Kultur

Sanktions-Illusion: Wie Europas Milliarden Russlands Kriegsmaschine weiter schmieren – eine Analyse

Die gestrige Diskussion bei Markus Lanz hat es wieder einmal auf den Punkt gebracht: Die westlichen Sanktionen gegen Russland, insbesondere im Energiesektor, sind ein löchriges Konstrukt, das Moskau geschickt zu umgehen weiß. Während an der Oberfläche der politische Wille zur Schwächung des Kremls beschworen wird, sickern hinter den Kulissen weiterhin hunderte Milliarden Euro für Öl und Gas über raffinierte Umwege nach Russland. Es ist eine bittere Pille für Europa, das sich in einem moralischen und wirtschaftlichen Dilemma gefangen sieht. Doch wie funktioniert dieses System der Umgehung, und wer sind die Profiteure? Eine schonungslose Bestandsaufnahme.

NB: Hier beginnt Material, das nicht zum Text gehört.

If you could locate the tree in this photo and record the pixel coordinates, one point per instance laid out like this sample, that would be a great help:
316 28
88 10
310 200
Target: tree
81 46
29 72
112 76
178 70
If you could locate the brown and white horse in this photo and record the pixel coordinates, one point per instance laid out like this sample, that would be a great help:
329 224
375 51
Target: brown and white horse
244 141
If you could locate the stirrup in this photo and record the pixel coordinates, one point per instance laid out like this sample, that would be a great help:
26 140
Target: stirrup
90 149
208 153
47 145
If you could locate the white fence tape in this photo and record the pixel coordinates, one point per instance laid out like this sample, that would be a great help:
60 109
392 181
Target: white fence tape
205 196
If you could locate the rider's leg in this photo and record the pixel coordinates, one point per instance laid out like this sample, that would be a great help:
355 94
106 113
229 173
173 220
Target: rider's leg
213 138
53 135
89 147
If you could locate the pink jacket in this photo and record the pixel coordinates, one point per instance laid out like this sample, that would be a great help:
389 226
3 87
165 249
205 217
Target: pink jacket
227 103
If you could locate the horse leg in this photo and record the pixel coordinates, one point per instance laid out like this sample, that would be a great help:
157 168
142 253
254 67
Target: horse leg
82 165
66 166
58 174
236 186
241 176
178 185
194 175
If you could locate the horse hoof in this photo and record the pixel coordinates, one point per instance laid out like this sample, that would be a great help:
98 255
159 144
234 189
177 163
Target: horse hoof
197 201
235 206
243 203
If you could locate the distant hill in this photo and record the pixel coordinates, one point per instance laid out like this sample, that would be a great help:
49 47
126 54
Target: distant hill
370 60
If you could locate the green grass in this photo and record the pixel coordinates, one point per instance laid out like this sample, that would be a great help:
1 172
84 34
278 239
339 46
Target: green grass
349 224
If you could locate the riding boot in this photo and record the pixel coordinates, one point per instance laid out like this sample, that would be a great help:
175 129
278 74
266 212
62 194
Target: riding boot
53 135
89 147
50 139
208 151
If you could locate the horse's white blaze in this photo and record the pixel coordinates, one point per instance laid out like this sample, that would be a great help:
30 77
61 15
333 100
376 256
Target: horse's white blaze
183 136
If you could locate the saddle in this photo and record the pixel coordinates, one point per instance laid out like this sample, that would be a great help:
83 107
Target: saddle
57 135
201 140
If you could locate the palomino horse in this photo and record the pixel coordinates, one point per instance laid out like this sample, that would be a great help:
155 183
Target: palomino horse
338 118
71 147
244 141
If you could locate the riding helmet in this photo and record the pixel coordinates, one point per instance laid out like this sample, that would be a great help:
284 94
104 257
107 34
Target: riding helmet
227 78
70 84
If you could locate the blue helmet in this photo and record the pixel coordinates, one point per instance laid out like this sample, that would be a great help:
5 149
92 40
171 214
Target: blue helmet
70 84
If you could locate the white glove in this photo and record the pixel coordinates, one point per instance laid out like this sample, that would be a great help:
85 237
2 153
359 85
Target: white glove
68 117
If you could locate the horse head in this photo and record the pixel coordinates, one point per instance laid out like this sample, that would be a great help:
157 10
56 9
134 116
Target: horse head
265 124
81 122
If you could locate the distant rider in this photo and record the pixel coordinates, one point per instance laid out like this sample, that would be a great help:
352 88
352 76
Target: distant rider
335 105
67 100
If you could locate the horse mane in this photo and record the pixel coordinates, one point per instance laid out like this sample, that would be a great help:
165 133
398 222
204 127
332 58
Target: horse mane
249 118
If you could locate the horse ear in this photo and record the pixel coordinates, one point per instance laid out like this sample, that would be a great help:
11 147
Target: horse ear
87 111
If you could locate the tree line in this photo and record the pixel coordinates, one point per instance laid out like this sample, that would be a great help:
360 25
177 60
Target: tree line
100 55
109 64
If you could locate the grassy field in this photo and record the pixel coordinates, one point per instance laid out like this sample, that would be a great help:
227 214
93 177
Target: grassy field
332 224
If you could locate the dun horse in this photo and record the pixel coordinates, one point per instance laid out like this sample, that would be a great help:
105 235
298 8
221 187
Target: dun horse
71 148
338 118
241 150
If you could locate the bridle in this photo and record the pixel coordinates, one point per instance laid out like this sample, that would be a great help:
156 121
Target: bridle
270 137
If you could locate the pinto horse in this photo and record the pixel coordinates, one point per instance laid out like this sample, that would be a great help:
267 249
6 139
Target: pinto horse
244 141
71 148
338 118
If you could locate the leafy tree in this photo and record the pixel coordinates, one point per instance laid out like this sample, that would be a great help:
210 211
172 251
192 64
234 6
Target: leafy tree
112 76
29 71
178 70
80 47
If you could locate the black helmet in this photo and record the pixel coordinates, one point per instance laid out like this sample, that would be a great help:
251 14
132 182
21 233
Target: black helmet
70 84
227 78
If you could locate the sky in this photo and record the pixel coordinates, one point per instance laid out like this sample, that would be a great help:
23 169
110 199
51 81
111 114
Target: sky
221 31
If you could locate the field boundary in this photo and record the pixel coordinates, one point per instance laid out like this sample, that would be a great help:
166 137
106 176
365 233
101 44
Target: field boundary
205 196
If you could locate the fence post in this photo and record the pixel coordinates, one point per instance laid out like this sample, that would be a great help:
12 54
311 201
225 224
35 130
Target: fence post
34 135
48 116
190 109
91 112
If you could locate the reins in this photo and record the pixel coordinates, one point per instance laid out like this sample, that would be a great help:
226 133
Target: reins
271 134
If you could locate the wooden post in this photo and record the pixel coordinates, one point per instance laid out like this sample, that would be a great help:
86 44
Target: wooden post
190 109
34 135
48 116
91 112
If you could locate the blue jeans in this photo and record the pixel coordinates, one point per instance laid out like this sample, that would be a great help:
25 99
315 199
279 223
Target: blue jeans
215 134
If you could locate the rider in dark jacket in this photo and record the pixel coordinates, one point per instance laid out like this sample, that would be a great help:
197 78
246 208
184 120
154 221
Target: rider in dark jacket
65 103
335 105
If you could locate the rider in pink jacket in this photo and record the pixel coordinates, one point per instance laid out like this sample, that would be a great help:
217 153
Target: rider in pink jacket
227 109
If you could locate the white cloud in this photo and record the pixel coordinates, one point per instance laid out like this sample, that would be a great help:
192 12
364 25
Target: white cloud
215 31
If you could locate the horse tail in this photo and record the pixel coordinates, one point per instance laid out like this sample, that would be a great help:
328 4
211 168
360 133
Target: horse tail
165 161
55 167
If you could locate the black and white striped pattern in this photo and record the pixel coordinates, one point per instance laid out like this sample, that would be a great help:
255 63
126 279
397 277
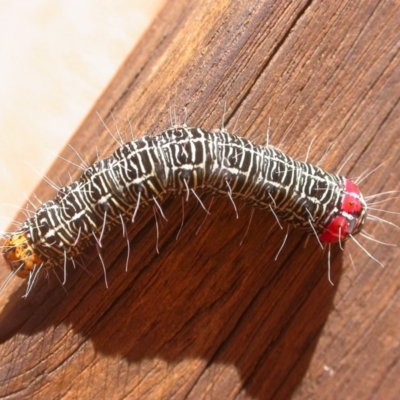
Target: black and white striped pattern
177 161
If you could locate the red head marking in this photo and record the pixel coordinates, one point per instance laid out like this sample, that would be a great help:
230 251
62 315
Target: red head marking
350 217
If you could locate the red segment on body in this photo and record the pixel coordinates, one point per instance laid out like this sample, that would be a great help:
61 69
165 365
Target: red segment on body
349 219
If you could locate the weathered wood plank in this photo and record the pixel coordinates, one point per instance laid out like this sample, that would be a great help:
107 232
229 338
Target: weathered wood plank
208 317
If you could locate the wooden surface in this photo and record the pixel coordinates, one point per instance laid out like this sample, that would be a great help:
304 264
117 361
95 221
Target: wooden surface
208 317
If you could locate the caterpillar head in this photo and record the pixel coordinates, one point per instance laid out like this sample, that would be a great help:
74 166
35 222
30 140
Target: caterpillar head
20 256
349 219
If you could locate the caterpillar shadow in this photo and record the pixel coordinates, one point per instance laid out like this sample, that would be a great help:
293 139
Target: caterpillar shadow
205 297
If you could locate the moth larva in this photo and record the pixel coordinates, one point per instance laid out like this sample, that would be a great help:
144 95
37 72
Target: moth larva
175 162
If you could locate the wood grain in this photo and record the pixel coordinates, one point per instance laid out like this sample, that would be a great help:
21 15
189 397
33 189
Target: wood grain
208 317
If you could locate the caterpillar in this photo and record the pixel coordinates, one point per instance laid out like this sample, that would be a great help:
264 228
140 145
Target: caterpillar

Der Anspruch: Russlands Geldhahn zudrehen

Seit Februar 2022 hat die Europäische Union (und mit ihr die G7-Staaten) eine beispiellose Anzahl von Sanktionspaketen gegen Russland verabschiedet. Das erklärte Ziel: die finanziellen Mittel des Kremls zur Kriegsführung drastisch zu beschneiden, den Zugang zu westlicher Technologie zu kappen und die russische Wirtschaft nachhaltig zu schwächen. Im Fokus standen dabei von Anfang an die Haupteinnahmequellen Russlands: der Export von Öl und Gas.

Die Maßnahmen waren vielfältig:

Einfuhrverbote: Ein Verbot für den Import von russischem Rohöl auf dem Seeweg in die EU trat im Dezember 2022 in Kraft, gefolgt von einem Verbot für russische Ölprodukte im Februar 2023.

Preisobergrenze (Oil Price Cap): Die G7, die EU und Australien einigten sich auf eine Preisobergrenze von 60 US-Dollar pro Barrel für russisches Rohöl, das auf dem Seeweg transportiert wird. Dienstleistungen wie Transport, Versicherung und Finanzierung sind westlichen Unternehmen nur dann erlaubt, wenn das Öl unterhalb dieser Grenze verkauft wird.

Reduktion der Gasimporte: Obwohl es kein vollständiges EU-weites Gasembargo gibt (aufgrund der Abhängigkeit einiger Mitgliedsstaaten), haben viele Länder ihre Importe russischen Pipeline-Gases drastisch reduziert oder ganz eingestellt, teils durch russische Lieferstopps erzwungen, teils durch eigene Bemühungen.

Finanzsanktionen: Ausschluss wichtiger russischer Banken aus dem SWIFT-System, Einfrieren von Vermögenswerten der russischen Zentralbank und von Oligarchen.

Die Hoffnung war, dass diese Maßnahmen Russland empfindlich treffen würden. Und anfänglich gab es auch deutliche Effekte: Die russische Wirtschaft schrumpfte 2022, die Inflation stieg, und der Rubel geriet unter Druck. Doch der Kreml zeigte sich widerstandsfähig und anpassungsfähig.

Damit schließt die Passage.